Caution should be taken when taking photos in and around the towns and cities. Locals should always be asked prior to taking a photo and it is not uncommon for them to ask for a small donation. Never take photos of police, military personal or buildings. The same goes for any government buildings, banks, post offices or the railway station. If you go in to the Okavango Delta by mokoro, you will need to protect cameras and binoculars in plastic bags as there is a good chance they could get wet.

Local food and drink

Most meals are included when camping and lunch is usually included on travelling days in the truck. When staying in hotels or hostels, all meals are at your own expense.

Your tour leader will be able to recommend restaurants.

In the villages, a popular evening meal is prepared in a three legged cast iron pot hung over a wood fire. Beef or goat meat forms the base with veg such as pumpkin, potato, and onion added and then slowly cooked. This method of cooking is common throughout Southern Africa but varies from country to country both in content and preparation method. In Northern Botswana and in the Delta fresh fish makes up a large part of the local peoples’ diet. As Botswana is a very arid country a lot of the fruit and veg has to be imported, but a wide variety is available in the modern supermarkets that we visit in the larger towns.

If you are a strict vegetarian you may experience a distinct lack of variety in the food available, especially in small towns. You might find that you are eating a lot of omelettes and other egg dishes. Our tour leaders will do their best to provide interesting vegetarian alternatives when arranging group meals in the campsite, but your patience and understanding is requested.

All drinks such as water, soft or alcoholic drinks are at your own expense at all times. The following is a guideline for drinks bought at the campsites that we use. If bought from shops in the street, prices are likely to be cheaper, but in restaurants and hotels can sometimes be more than double the prices specified below.

You should be wary of drinking the local tap water.
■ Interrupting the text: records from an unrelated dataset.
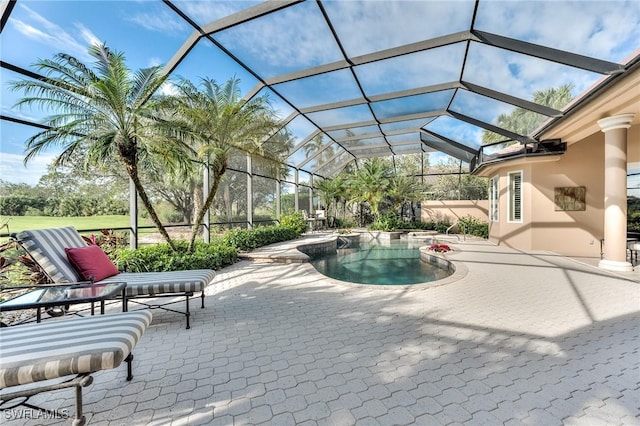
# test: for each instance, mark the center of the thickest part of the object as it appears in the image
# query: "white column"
(615, 192)
(249, 193)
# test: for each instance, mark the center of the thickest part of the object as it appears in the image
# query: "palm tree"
(217, 119)
(104, 112)
(369, 184)
(403, 189)
(332, 192)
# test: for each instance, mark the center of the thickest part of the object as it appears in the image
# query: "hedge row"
(214, 255)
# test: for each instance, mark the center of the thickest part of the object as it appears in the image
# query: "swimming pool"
(391, 263)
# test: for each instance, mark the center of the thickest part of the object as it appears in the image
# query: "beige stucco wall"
(633, 144)
(571, 233)
(513, 234)
(574, 233)
(452, 210)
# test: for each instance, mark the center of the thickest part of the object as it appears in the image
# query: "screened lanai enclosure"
(435, 89)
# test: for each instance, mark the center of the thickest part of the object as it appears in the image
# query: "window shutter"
(515, 195)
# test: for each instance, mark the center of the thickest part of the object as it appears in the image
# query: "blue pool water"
(394, 263)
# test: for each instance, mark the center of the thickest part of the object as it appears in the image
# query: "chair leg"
(129, 360)
(188, 314)
(80, 420)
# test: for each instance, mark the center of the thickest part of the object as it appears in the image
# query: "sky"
(149, 33)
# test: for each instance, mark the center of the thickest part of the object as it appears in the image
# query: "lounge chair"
(47, 248)
(60, 354)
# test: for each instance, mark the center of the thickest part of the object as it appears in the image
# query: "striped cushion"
(47, 246)
(148, 283)
(35, 352)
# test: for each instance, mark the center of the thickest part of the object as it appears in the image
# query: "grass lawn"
(21, 223)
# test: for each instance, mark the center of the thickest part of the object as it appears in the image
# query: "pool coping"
(289, 252)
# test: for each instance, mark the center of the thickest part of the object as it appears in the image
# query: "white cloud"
(12, 168)
(87, 35)
(607, 30)
(292, 39)
(204, 12)
(169, 89)
(370, 26)
(155, 61)
(160, 20)
(46, 32)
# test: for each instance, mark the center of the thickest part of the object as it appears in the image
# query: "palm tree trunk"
(133, 174)
(218, 172)
(207, 204)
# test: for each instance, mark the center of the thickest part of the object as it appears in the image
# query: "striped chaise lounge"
(47, 248)
(59, 354)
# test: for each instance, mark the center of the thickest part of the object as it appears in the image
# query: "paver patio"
(520, 338)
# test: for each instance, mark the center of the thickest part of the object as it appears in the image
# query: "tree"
(103, 111)
(403, 189)
(332, 193)
(523, 121)
(369, 184)
(216, 119)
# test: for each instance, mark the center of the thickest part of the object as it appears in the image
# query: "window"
(515, 197)
(493, 199)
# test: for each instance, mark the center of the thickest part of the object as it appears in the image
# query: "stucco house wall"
(571, 233)
(452, 210)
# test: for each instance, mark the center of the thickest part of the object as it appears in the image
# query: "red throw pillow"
(91, 262)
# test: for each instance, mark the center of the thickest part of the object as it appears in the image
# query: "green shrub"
(387, 223)
(295, 221)
(473, 226)
(249, 239)
(438, 226)
(161, 257)
(345, 223)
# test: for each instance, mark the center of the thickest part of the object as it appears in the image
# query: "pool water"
(393, 263)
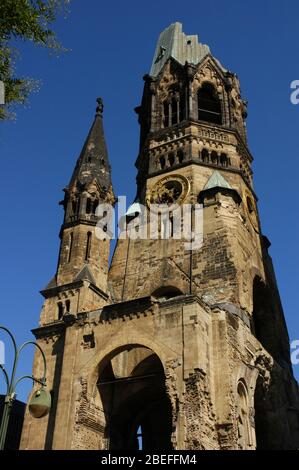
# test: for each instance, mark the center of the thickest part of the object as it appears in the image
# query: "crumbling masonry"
(174, 348)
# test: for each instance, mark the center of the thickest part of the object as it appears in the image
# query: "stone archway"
(134, 398)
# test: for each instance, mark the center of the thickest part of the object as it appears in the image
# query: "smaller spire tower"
(80, 282)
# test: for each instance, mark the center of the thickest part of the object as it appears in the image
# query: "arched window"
(180, 155)
(209, 106)
(135, 400)
(174, 111)
(223, 160)
(243, 418)
(88, 206)
(95, 204)
(88, 246)
(171, 159)
(75, 206)
(205, 156)
(165, 114)
(214, 158)
(60, 310)
(70, 246)
(162, 163)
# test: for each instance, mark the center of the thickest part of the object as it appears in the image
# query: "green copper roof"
(174, 43)
(217, 181)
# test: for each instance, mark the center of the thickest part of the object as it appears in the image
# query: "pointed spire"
(217, 181)
(93, 163)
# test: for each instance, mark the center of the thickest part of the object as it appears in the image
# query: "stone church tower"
(176, 348)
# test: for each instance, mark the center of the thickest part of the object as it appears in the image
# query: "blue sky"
(111, 45)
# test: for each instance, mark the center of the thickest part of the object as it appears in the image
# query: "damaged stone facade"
(180, 349)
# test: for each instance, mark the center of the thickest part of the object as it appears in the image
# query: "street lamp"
(40, 402)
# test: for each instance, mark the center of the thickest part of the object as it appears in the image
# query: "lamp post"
(39, 404)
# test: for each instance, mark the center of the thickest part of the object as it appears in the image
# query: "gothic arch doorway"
(134, 398)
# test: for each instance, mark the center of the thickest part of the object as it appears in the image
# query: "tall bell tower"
(177, 346)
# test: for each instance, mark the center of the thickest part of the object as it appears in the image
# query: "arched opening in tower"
(136, 405)
(209, 106)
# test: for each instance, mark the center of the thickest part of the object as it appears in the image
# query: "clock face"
(170, 190)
Bottled water, carbonated soft drinks and fruit juices are widely available and are generally safe to drink. Please note however that fruit juices are sometimes made with un-boiled tap water and could upset your stomach.

There are various brands of beers found in Botswana including Castle, Windhoek, Olsen, Black label and several different types of cider as well. All of the campsites / hostels that we use have bars or serve alcoholic drinks. Beware imported spirit prices as they are very expensive so always ask for the local equivalent spirit if you want to remain within your budget!

Time Difference

GMT/UTC +2. For other time differences please visit www.timeanddate.com

Voltage

240 volts. Sockets are either 2 or 3 pin, and round or flat, but often electricity is provided by generator and can be erratic.